Independent broker research
027Vol. IVJuly 10, 2026
Independent broker research

Broker research

Markets Com FCA Regulation checklist

If you are researching whether Markets Com is regulated by the UK Financial Conduct Authority, the reliable approach is to verify the details yourself rather than rely on third-party summaries. Regulatory status can change, and brokers often operate several legal entities under different regulators, so the entity you open an account with matters. This page is a checklist of what to confirm directly from official sources and the broker's own legal documents before you deposit money.

Markets Com FCA Regulation checklist cover image

How to check a broker's FCA status yourself

The FCA maintains a public register of authorised firms. When researching Markets Com, search the register for the exact legal entity name shown in the broker's terms and conditions, not just the brand name. A brand can be used by multiple companies, and only the specific entity listed on the register carries FCA authorisation. Compare the reference number, registered address and permitted activities on the register with what the broker publishes on its own site.

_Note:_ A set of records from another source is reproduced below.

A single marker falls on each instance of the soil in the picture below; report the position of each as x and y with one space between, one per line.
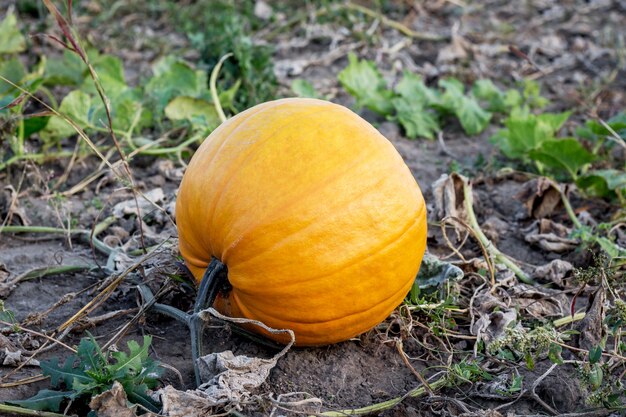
572 47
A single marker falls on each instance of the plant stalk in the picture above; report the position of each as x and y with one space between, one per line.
491 248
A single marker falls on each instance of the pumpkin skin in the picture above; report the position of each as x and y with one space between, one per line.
319 221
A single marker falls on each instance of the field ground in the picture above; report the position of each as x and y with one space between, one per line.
576 53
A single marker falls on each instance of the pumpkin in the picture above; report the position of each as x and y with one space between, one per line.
320 223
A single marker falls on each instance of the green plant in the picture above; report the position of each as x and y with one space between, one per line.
421 109
175 96
91 372
216 28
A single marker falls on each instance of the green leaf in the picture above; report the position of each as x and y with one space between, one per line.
554 354
303 88
14 71
412 87
415 119
365 83
11 40
563 155
66 373
68 70
200 113
603 182
90 355
526 132
173 77
126 110
34 125
530 361
595 353
595 376
487 91
133 361
76 105
472 117
44 400
554 120
110 72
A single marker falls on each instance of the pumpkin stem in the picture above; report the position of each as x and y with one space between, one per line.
207 292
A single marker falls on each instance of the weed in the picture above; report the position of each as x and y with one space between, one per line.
91 372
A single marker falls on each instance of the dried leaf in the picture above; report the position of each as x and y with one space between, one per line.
493 227
555 271
551 236
591 328
449 199
539 302
494 317
541 197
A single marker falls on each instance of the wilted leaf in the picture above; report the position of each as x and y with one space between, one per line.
541 196
449 198
591 327
11 40
552 237
415 119
555 271
44 400
363 81
303 88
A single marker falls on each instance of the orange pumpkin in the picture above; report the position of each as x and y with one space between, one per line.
320 223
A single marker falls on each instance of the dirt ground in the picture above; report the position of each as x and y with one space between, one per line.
572 46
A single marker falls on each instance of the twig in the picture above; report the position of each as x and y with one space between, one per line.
568 319
28 411
491 248
213 86
386 405
36 333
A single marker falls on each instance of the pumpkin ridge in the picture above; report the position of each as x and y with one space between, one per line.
312 223
258 143
248 309
360 256
248 113
365 157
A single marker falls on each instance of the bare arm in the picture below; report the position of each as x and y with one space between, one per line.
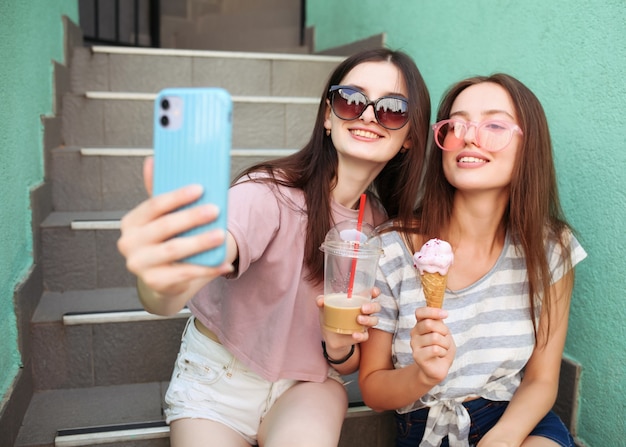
385 388
151 249
537 392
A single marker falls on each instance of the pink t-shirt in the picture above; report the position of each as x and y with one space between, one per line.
267 316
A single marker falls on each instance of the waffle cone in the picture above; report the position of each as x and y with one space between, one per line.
434 286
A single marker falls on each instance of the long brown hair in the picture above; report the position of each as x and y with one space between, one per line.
534 211
313 169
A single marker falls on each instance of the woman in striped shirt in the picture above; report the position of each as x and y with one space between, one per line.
484 370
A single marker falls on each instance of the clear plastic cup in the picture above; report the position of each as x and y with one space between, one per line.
350 264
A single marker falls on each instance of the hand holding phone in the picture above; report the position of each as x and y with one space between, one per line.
192 143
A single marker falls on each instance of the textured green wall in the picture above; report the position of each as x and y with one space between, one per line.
31 36
572 54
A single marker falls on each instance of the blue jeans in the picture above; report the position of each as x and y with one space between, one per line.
484 415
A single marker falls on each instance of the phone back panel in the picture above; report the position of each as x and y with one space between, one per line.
192 144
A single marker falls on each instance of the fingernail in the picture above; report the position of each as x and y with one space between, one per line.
194 190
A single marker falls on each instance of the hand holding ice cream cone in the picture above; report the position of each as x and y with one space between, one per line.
433 261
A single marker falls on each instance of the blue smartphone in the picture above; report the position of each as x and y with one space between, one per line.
192 144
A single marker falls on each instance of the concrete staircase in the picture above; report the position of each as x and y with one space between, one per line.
100 363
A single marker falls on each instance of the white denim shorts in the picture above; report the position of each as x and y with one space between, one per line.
209 383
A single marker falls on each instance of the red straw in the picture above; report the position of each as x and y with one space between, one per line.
359 224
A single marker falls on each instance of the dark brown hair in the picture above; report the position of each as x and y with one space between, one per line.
534 211
313 169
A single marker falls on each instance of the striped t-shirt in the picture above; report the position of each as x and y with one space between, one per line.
490 323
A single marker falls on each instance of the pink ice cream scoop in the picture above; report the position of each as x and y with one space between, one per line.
435 256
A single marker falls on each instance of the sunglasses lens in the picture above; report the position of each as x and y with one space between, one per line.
348 104
392 113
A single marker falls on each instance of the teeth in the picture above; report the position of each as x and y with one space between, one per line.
364 133
471 160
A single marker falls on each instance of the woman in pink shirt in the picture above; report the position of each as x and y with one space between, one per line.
251 370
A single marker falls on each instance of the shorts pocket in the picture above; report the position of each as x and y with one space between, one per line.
199 369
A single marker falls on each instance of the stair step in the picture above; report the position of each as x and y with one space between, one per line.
126 120
85 257
119 414
88 436
96 179
101 337
241 73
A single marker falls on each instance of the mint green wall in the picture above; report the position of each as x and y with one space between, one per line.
31 36
572 54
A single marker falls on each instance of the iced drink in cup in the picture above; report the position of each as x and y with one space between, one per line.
350 263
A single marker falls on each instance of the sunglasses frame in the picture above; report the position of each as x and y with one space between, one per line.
334 90
511 127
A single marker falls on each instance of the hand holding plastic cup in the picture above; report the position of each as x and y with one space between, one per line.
351 253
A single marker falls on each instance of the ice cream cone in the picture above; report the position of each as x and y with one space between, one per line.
434 285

  • Search the FCA register using the legal entity name from the broker's account terms, not the marketing brand.
  • Match the firm reference number shown on the broker's website against the register entry.
  • Check the register entry lists permissions that cover the activities you plan to use, such as dealing in investments.
  • Confirm there are no warnings or clone-firm notices associated with the name.

Why the account entity matters

Many multi-national brokers route clients to different legal entities depending on country of residence. Two clients of the same brand can hold accounts under different regulators with different protections. Before funding an account, confirm which entity your agreement is with, because that determines the rules on leverage limits, negative balance protection and access to compensation schemes. If your account sits under a non-UK entity, FCA rules may not apply to you even if the brand holds a UK licence elsewhere in its group.

  • Read the client agreement to identify the exact contracting entity for your account.
  • Check which regulator supervises that entity and what client protections apply in that jurisdiction.
  • Ask the broker's support team in writing which entity will hold your account if the documents are unclear.

Client protection questions to answer before funding

Regulation is only part of the picture. Once you have confirmed which entity would hold your account, review how client money is handled, whether negative balance protection applies to retail clients and whether any compensation scheme could cover you if the firm failed. These answers should come from the broker's current legal documents and the relevant regulator's own materials, not from forum posts or dated review pages. For broader context on Markets Com, see the full review at /reviews/markets-com or compare it with other reviewed brokers via /tools/compare-brokers?brokers=markets-com.

  • Confirm how client funds are segregated according to the current client money terms.
  • Check whether retail negative balance protection applies under your account entity.
  • Verify eligibility rules for any compensation scheme rather than assuming coverage.
  • Save copies of the documents you relied on, dated, in case terms change later.

Continue researching

Open related InvestorTrip pages before treating this topic as a final decision.

FAQ

How do I confirm whether Markets Com is FCA regulated?

Search the FCA's public register for the legal entity named in the broker's terms and conditions, then match the firm reference number and registered details against what the broker publishes. Do not rely on brand-name searches alone, and check for any clone-firm warnings.

Does FCA regulation apply to every Markets Com client?

Not necessarily. Brokers often serve clients through different legal entities depending on residence, and each entity has its own regulator. You need to confirm which entity your specific account agreement is with before assuming FCA rules apply.

Does regulation guarantee my money is protected?

No. Regulation sets conduct and client money standards, but it does not remove trading losses or guarantee compensation in all failure scenarios. Check the client money terms and the eligibility rules of any compensation scheme that applies to your account entity.